Fallámos da hereditariedade e parece-nos dever declarar aqui que este importantissimo factor não fica por nós posto de parte no estudo da nosographia escolar a que nos dedicamos. Mas se effectivamente a creança vem para a escola na posse de uma herança morbida qualquer, a escola não modifica vantajosamente, nem no physico nem no moral, e muitas vezes, nem no intellecto, o individuo que lhe foi confiado.
Pelo contrario, as mais das vezes, a escolariedade imprime á creança ou ao adolescente os caracteres morbidos que mais se accentuam de geração em geração, pela hereditariedade.
N’um precedente estudo indicamos as alterações anatomicas de que o individuo humano é passivel na escola[78] e dividimos as alterações funccionaes em dois grupos:—perturbações da vida animal e perturbações mentaes.
Procuraremos por ora occupar-nos um pouco d’esta primeira sub-divisão.
O que se nos impõe logo como defeito escolar é a insanidade commum a todas as acumulações humanas, como de quaesquer reuniões de animaes em espaço limitado e sempre demasiadamente acanhado.
Todas as vezes que ha agglomeração de individuos que precisam de ar para viver, e teem de ficar encerrados n’um recinto mal ventilado, ou de, modo nenhum ventilado, é claro que vão cerceiando uns aos outros o ar de que cada um carece. Ao cabo de uma hora ou ainda menos, acha-se a atmosphera sensivelmente modificada, diminuida no seu oxygenio e augmentada no gaz carbonico, alem de outros productos de desassimilação que se eliminam pelos pulmões e pela pelle. Herscher demonstrou pelo calculo que n’uma aula tendo 8 metros cubicos por alumno a viciação de ²⁄₁₀₀₀ de anhydrido carbonatico é attingida em uma hora, se não se estabelece a ventilação. Attendendo a que a maior parte dos estabelecimentos escolares não fornecem, mesmo dada alguma ventilação, aquelles 8 metros cubicos a cada alumno, principalmente nos dormitorios, póde concluir-se, embora grosseiramente, que a viciação da atmosphera n’estes institutos é mais consideravel do que a media fornecida pelo calculo de Herscher.

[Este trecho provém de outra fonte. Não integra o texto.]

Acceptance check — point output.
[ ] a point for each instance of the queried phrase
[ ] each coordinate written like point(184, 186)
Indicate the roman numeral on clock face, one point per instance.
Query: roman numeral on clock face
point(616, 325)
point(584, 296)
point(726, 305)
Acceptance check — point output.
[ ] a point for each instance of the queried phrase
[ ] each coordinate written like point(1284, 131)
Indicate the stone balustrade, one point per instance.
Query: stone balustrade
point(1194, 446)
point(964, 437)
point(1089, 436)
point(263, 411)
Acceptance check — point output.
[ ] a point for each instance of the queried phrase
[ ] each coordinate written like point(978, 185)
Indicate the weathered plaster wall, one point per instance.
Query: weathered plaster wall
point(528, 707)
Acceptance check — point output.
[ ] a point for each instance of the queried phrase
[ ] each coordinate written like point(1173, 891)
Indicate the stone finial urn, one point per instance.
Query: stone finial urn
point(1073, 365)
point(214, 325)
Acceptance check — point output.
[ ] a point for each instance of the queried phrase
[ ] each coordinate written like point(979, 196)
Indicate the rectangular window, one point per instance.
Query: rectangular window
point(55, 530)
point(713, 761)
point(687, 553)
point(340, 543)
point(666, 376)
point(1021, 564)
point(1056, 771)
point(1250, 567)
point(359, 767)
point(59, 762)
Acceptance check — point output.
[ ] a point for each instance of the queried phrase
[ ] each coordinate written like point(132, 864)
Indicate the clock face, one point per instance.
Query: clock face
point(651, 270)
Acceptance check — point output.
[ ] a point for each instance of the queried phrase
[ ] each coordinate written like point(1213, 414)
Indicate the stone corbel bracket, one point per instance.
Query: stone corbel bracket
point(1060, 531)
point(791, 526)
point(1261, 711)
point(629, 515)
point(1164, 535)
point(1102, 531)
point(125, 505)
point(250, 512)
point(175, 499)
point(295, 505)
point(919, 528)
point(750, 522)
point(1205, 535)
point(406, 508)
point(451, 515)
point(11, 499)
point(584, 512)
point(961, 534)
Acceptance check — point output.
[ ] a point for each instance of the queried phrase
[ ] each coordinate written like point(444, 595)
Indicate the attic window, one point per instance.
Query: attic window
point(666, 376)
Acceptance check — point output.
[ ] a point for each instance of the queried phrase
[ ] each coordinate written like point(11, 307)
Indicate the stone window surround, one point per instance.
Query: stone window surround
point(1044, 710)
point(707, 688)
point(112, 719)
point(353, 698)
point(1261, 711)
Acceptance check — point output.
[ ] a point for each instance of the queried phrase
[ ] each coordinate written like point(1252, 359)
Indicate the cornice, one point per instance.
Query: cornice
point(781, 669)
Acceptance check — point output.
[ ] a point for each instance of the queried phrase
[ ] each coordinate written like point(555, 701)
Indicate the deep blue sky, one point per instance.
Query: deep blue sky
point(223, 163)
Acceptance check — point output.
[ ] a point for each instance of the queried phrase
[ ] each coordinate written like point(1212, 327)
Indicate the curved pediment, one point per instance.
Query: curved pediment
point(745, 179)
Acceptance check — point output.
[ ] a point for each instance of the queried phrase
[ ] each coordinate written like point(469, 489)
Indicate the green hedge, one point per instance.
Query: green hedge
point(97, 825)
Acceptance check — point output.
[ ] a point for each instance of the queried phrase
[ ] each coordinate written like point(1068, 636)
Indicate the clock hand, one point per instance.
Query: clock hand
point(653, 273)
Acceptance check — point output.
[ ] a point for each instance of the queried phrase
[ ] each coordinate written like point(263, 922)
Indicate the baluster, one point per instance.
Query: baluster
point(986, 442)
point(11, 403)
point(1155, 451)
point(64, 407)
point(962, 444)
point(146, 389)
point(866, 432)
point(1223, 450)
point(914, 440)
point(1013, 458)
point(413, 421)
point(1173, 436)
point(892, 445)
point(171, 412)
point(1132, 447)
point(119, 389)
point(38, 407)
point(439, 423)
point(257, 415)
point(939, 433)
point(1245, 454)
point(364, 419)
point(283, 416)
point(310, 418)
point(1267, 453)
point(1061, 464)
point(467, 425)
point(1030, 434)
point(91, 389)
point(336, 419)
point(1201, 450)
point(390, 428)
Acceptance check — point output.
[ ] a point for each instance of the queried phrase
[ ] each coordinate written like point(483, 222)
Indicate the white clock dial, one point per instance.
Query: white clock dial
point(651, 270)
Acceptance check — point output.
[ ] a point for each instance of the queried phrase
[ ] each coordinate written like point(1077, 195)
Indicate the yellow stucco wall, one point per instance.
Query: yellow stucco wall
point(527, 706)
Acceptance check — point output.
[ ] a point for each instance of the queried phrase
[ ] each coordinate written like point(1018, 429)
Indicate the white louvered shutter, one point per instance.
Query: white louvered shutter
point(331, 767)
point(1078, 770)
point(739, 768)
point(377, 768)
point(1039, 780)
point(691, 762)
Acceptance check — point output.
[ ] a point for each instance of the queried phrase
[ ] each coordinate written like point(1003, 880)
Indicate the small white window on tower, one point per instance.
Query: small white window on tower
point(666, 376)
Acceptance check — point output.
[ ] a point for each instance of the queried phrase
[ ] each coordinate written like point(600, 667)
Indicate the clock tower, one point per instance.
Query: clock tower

O anhydrido carbonico vae-se diluindo no ar e, logo que exceda a proporção de 3 a 4 por 1000, este torna-se irrespiravel. Ora a ventilação tem sido um problema de solução delicada e ordinariamente não se faz bem, porque quasi nunca as edificações escolares satisfazem a esta exigencia, entre nós e mesmo n’outros paizes, se prestarmos fé ás queixas de hygienistas e visitadores de escolas do estrangeiro.
O collegial soffre, pois, durante grande parte do dia e portanto durante grande parte da sua vida, a influencia do ar deleterio, e patenteia-se ao observador mais especialmente instruido a anemia caracteristica dos individuos que persistem muito tempo em logares mal arejados.
Combinando a falta do ar com a falta de movimentos necessarios ao regular desenvolvimento do organismo tem-se uma grande diminuição da vitalidade geral, uma diminuição da capacidade total respiratoria, e portanto uma debilidade que predispõe para qualquer estado morbido determinado pela incidencia das causas pathogenicas. De facto a vida escolar predispõe para a tysica, já pela falta de ar livre, já pelas attitudes contrafeitas que originam deformações da espinha dorsal e do thorax e dão perturbações da respiração, o que, conjunctamente com a mobilidade demasiado restricta que traz a atrophia dos orgãos, dá a apparencia estiolada e o fundo morbido correspondente.